Arbeitsjournal. Leipziger Buchmesse 2008. Aufzeichnungen (3). Rückblick. Sonntag, der 16. März 2008.

5.20 Uhr:
[Arbeitswohnung. Purcell, Odes.]
Um halb fünf zwar klingelte Mobilchens Wecker, aber ich kam nicht gleich hoch; das schaffte ich erst eine Minute vor fünf und sitz nun bei latte macchiato und Purcells Oden hier, um meinen kleinen Messe-Rückblick zu schreiben, der – anders als >>> die zwei vorhergegangenen >>>> kleinen Impressionen vorher – rein-persönlich gehalten sein soll und wird.
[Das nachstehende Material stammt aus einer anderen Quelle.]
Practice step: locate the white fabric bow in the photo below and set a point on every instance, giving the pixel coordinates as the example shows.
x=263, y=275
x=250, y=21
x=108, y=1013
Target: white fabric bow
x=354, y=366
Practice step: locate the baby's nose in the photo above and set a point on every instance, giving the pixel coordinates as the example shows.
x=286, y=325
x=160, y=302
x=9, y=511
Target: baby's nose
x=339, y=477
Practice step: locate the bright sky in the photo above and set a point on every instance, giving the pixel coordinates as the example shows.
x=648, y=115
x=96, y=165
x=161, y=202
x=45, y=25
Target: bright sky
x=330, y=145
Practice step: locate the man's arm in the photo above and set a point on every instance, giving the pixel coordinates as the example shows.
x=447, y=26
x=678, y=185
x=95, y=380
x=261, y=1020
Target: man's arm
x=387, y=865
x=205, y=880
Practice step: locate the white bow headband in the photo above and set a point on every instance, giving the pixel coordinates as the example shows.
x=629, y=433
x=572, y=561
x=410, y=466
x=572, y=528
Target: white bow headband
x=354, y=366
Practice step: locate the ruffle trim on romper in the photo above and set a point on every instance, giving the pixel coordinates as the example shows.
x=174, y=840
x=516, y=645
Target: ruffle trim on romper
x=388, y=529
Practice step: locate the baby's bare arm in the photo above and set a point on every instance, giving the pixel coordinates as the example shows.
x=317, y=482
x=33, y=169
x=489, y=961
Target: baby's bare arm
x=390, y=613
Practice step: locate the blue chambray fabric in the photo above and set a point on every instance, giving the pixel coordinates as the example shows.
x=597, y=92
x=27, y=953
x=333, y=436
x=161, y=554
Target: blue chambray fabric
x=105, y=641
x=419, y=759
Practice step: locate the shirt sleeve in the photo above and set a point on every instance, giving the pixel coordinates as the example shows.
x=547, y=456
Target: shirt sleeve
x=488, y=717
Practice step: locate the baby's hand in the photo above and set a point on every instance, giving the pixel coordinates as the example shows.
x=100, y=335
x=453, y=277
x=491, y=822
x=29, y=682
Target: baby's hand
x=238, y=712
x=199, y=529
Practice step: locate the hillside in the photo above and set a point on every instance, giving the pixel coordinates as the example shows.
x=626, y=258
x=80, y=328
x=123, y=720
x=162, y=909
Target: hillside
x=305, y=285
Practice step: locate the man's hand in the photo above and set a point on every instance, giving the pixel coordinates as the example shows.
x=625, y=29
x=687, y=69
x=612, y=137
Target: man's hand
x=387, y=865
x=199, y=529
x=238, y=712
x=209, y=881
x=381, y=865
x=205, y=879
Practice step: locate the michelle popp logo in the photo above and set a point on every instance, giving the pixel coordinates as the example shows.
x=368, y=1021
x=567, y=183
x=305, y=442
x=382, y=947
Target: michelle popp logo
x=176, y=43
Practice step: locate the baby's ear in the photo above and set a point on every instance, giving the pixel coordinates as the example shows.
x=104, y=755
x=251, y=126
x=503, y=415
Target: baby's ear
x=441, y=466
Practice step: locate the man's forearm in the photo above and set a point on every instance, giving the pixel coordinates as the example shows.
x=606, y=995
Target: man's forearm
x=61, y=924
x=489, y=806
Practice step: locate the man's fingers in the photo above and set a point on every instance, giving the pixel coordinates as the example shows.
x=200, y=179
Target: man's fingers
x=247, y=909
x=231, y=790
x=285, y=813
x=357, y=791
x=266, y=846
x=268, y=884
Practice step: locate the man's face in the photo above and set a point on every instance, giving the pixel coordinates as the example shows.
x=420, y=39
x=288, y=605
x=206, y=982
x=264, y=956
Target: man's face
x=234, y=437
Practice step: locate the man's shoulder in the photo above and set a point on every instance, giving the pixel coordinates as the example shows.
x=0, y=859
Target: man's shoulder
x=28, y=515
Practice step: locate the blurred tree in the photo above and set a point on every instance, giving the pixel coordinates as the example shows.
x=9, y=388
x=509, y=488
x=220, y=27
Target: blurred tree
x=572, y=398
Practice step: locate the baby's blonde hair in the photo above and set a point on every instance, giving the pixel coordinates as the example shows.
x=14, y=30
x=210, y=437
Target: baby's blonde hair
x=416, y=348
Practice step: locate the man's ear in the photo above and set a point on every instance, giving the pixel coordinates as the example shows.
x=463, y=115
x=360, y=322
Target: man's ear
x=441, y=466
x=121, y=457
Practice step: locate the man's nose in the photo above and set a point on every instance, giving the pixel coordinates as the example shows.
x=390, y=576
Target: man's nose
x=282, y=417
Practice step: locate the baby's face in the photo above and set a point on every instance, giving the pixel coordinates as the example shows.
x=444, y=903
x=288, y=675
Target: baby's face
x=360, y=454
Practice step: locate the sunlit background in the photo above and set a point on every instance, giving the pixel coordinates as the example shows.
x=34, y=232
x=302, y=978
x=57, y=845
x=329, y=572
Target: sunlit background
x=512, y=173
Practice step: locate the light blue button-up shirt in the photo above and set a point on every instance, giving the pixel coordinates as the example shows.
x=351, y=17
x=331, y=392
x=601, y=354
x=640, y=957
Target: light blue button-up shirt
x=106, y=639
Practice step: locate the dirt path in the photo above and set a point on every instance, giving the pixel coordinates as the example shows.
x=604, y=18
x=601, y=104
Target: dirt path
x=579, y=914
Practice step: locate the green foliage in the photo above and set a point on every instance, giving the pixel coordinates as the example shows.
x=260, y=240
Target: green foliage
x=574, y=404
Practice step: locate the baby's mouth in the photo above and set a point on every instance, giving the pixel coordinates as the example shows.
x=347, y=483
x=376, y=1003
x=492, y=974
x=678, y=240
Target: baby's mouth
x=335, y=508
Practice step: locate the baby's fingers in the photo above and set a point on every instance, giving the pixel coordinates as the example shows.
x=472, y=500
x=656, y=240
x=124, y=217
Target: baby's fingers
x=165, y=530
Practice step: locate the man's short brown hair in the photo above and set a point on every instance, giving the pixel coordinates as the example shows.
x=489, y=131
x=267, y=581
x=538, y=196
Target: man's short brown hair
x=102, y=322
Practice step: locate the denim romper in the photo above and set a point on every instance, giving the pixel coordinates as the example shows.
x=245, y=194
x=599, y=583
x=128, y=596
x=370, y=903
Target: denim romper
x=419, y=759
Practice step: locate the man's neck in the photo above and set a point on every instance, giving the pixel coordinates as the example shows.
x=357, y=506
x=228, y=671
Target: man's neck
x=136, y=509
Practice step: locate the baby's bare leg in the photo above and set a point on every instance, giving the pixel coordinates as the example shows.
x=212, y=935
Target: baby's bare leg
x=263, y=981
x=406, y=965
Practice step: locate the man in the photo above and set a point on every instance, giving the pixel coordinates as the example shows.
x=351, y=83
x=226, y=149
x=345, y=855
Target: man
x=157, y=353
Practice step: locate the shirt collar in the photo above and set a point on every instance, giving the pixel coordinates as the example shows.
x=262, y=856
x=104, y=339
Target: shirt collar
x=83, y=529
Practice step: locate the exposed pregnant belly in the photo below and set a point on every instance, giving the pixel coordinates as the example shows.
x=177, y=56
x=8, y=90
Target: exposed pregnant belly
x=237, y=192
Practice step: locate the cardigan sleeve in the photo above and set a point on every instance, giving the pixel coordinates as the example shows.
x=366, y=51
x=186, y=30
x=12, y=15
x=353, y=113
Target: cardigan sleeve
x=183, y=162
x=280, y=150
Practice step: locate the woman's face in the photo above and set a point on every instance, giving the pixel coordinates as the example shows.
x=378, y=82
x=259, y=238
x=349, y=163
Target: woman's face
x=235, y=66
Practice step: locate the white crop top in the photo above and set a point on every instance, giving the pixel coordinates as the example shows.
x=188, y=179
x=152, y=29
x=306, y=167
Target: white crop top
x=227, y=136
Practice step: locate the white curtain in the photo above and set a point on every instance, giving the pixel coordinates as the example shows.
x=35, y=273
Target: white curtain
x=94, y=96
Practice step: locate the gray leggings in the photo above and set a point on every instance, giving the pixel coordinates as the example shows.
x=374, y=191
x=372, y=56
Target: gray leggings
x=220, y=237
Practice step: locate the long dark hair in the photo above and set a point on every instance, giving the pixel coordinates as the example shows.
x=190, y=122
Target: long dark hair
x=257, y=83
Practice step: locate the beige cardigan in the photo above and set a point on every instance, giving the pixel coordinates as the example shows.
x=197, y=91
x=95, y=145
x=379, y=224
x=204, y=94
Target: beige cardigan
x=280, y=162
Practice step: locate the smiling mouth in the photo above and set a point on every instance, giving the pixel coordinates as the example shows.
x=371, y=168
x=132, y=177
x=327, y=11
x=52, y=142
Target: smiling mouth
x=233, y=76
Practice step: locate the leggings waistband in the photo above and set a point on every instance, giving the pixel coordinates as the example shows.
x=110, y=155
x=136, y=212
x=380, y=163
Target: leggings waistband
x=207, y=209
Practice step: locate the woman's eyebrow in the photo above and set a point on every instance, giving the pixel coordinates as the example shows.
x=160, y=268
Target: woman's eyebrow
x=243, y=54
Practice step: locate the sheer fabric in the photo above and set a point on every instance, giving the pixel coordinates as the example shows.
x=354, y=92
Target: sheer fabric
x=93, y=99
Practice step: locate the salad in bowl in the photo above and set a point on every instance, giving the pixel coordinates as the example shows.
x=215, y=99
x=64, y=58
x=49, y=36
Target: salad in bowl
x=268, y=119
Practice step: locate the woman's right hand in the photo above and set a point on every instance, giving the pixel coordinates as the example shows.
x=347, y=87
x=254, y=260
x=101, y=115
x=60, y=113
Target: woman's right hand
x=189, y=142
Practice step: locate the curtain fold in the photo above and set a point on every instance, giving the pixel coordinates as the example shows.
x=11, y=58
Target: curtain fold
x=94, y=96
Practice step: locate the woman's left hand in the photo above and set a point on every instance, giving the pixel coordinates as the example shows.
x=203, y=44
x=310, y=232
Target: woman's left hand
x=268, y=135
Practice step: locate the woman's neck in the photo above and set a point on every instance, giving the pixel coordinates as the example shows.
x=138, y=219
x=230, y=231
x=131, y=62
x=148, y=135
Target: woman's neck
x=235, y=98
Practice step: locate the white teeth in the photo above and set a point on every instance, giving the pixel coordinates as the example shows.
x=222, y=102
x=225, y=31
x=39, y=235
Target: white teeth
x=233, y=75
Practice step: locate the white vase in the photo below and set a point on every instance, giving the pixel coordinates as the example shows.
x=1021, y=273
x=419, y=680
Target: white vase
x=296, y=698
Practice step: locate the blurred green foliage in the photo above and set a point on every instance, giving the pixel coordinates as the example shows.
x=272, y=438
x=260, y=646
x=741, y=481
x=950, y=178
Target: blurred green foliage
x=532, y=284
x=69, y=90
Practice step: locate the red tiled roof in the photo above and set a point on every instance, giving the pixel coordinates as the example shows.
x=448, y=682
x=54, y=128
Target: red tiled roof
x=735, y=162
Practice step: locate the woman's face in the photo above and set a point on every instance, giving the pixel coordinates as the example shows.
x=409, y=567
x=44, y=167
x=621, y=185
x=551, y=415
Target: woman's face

Es war ein schönes Wiedersehen mit meinem alten Lektor Delf Schmidt, der noch deutliche Spuren der nahezu einjährigen Anstrengungen mit >>>> Littell trug. „Ich bin doch zum Zeitgeschichtler geworden, aber das… das war es nicht. Sondern daß ich mich DEM aussetzen mußte. Ich war doch sonst immer ausgewichen, auf meine Art… nun ging das nicht mehr. Wem sag ich das? Bei dir ging das das ja schon familiengeschichtlich ein Leben lang nicht… Wenn jetzt, wie Radisch getan hat, auf dieses Buch auf eine solche Weise draufgeschlagen wird, dann… es ist schon eine starke persönliche Kränkung.“ >>>> Isolde Ohlbaum stand dabei. „Das erleben manche Autoren ständig“, sagte sie, „ist das nicht so?“ Ich lächelte, man kann sagen: abgeklärt, – was selbstverständlich zu diesem Thema gar nicht paßt. Aber was will man tun, wenn einem plötzlich „der Rechte“ anhängt, was man ja meines Familiennamens wegen sowieso schon immer eigentlich gewußt hat… Nein nein, das ist keine Klage, lediglich eine Feststellung. „Laß uns telefonieren und nächste Woche mal wieder essen gehen,“ sagte ich zu DS, um den vorher und ständig Maria Gazzetti, die Leiterin des Frankfurtmainer Literaturhauses, herumwuselte, die ihn jedenfalls von mir ebenso ständig und auf durchaus impertinente Art abzuschirmen versuchte. Ich kann nicht mehr sagen, daß ich sie noch sonderlich mag, als solch eine betriebskonforme Person hat sie sich über die Jahre herausgestellt. Jetzt, mit dem Littell, hat sie freilich ein programmatisches Problem. Das ich ihr völlig gönne.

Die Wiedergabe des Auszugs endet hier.